What does it mean when people, such as Brenda, reject ‘community’? I use inverted commas here to make it clear that the rejection of the term community isn’t necessarily the same as rejecting the social entanglements that the term has come to stand for. Brenda’s statement was part of a conversation focused on perceptions about communality, and my wondering why there were so few – if any – obvious communal activities at Y Mynydd. Synonymous with the political character of the term community, Brenda’s sentiment encapsulates the wariness that residents felt about using it. ‘Community’ was regarded as a label anyway, and a particularly thorny one in the context of what many outsiders described as either a ‘commune’, or an ‘alternative community’. If the residents of one of Britain’s longest-standing eco-villages for the most part reject the term community, it follows that the concept warrants scrutiny.

4.1 Resisting Community

A certain ambivalence to community is not new. By the 1970s John Seymour, the back-to-the-land kingpin, already notes a certain resistance to community. In a postscript to a later edition of Fat of the Land (1974 [1961]) we learn that Seymour’s wife, Sally, who (one imagines) must have suffered quietly through years of floppy salads, penny-whistle-playing and sandal-wearing visitors to the Seymour smallholding, was particularly resistant to the idea of hosting volunteers, firmly stating, ‘Oh no – we don’t want to start some bloody community!’ In the eco-village world more generally, groups vary quite widely in terms of how much and what kind of collective action takes place. Using the term community implies a high degree of common purpose, cooperation and collective action.

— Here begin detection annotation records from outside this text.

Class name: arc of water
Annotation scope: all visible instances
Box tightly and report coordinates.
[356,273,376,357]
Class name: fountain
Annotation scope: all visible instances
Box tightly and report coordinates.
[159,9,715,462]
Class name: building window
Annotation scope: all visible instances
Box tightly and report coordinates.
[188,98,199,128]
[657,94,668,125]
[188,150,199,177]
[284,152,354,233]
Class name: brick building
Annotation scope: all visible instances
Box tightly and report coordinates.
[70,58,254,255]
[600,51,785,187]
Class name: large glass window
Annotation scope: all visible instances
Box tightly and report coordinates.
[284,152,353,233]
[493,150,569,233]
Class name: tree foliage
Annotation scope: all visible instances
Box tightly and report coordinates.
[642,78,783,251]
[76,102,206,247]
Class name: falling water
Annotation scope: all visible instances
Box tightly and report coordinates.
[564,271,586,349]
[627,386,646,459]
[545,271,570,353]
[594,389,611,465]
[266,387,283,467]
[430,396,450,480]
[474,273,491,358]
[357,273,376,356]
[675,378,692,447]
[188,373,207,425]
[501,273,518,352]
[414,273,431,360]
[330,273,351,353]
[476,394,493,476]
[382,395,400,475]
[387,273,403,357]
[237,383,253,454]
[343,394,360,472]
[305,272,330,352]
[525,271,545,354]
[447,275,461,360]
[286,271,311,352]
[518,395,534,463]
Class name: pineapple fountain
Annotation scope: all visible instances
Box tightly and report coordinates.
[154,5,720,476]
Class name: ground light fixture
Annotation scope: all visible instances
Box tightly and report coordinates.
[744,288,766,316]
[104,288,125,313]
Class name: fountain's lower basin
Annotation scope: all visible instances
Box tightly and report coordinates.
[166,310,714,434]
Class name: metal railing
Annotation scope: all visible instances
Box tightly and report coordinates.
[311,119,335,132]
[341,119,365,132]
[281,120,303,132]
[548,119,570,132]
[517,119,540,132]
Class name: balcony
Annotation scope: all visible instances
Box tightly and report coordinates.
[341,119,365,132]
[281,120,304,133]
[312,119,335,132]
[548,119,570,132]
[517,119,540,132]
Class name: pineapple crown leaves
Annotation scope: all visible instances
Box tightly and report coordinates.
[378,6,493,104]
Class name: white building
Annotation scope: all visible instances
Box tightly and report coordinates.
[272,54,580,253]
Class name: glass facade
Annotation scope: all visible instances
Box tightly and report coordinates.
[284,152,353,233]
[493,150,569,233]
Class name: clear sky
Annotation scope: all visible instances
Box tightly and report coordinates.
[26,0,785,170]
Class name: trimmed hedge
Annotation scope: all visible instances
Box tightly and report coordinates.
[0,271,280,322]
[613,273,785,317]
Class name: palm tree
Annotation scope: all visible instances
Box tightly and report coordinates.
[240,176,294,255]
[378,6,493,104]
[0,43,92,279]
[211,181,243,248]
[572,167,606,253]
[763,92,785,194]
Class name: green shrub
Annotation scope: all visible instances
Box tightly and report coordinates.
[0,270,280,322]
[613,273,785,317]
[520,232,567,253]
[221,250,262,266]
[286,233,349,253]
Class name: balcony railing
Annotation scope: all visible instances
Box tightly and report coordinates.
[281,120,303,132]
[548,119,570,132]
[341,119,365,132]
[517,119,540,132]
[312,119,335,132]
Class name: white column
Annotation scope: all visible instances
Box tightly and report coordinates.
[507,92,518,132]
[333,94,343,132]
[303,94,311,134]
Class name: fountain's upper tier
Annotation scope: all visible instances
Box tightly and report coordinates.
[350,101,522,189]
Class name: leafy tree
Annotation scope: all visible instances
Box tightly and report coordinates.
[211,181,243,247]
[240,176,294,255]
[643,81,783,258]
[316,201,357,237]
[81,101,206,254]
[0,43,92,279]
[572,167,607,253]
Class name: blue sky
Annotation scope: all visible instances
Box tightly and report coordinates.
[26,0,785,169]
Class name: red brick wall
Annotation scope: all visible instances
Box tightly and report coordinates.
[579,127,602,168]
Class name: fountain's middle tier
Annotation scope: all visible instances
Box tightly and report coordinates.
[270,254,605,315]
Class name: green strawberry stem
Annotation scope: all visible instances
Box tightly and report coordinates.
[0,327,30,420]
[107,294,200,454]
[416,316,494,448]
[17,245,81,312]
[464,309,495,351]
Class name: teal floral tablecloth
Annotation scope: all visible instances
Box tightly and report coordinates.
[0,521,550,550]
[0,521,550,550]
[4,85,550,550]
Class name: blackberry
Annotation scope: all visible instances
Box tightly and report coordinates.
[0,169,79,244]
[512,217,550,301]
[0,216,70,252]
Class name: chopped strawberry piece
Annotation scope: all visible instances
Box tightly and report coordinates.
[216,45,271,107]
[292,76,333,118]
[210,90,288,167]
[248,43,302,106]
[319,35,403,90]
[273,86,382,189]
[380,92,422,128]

Comparatively, the community concept seemed far less problematic to residents of the Tir Y Gafel eco-village. Here the idea of community at Tir y Gafel was interesting because of the Lammas organisational structure. Within this overarching governance structure, ideas about community were mediated through and projected by an organisational layer, by individual plot-holders’ dialogue with Lammas, and Lammas’s dialogue with external others. In theory, the individual plot-holders at Tir Y Gafel had no need to interact with each other because of this overarching Lammas structure. Even the character of plot-holders’ interactions with Lammas that became necessary (such as maintenance of infrastructures) differed, as they were specific to each plot.

Collectives

In policy terms, OPD calls for multi-household proposals to operate under a collective form of organisation. Technical Advice Note 6 (TAN 6), a supplement to Planning Policy Wales and the origin of OPD, states: ‘Where One Planet Developments involve members of more than one family, the proposal should be managed and controlled by a trust, co-operative or other similar mechanism in which the occupiers have an interest.’ OPD thus pairs its development model to a notion of collective or cooperative ownership, which itself seems radical for a planning policy. This example is particularly revealing of Graeber’s notion that the bureaucratic process is socially efficacious in its own right. Without a community ‘on paper’ there can be no community in practice under OPD.